The MEVM seamlessly advances several of Flashbots’ overarching objectives. By substantially lowering the hurdles to engender novel MEV applications, it fosters heightened competition across diverse mechanisms. This, in turn, envisions a proliferation of varied block construction paradigms (e.g., PROF) and orderflow auction strategies (e.g., MEVBlocker) on SUAVE. This culture of unbridled innovation holds the promise of enhancing end-user outcomes and refining block proposals. The MEVM’s comprehensive expressiveness empowers the utilization of every facet within the MEV supply chain within smart contracts. Ultimately, it plays a pivotal role in decentralizing the MEV supply chain, paving the way for centralized infrastructure entities (builders, relays, centralized RFQ routing, etc.) to be encoded as smart contracts on a decentralized blockchain.


Centauri can be seen as the first release of the SUAVE Devnet , scheduled fro the forthcoming quarter of this year (2023), introducing the initial rendition of the MEVM. The establishment of this developmental network serves the purpose of accommodating community-driven experimentation and rigorous stress testing, preluding the imminent mainnet launch as an integral facet of the ensuing SUAVE Andromeda release.

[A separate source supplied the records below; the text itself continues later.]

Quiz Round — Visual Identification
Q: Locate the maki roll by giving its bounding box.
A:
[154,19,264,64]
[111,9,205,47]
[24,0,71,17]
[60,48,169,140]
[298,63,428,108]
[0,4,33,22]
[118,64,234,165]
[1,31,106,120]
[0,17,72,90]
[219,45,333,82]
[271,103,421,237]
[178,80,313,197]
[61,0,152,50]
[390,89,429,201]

In a macroscopic perspective, the preliminary Centauri release is underpinned by the subsequent architectural framework:

Image Credit: Flashbots

The following components are part of the architecture:

· Execution Node: This node functions as a purveyor of credible and confidential off-chain computation, extendable to smart contracts within SUAVE via specialized precompiles. Initially, the responsibility of running an execution node will be assumed by Flashbots or an alternate third-party entity. In due course, the landscape envisions the incorporation of trusted execution environments and cryptographic mechanisms, thereby dispensing with the reliance on centralized entities.

· Confidential Data Repository: This designated repository serves as a repository for safeguarding confidential data, earmarked for utilization within execution nodes.

· Bids: Representing a novel transaction type within SUAVE, bids encompass confidential data that users seek to be executed, along with an index of contracts granted permission to interact with the said confidential data.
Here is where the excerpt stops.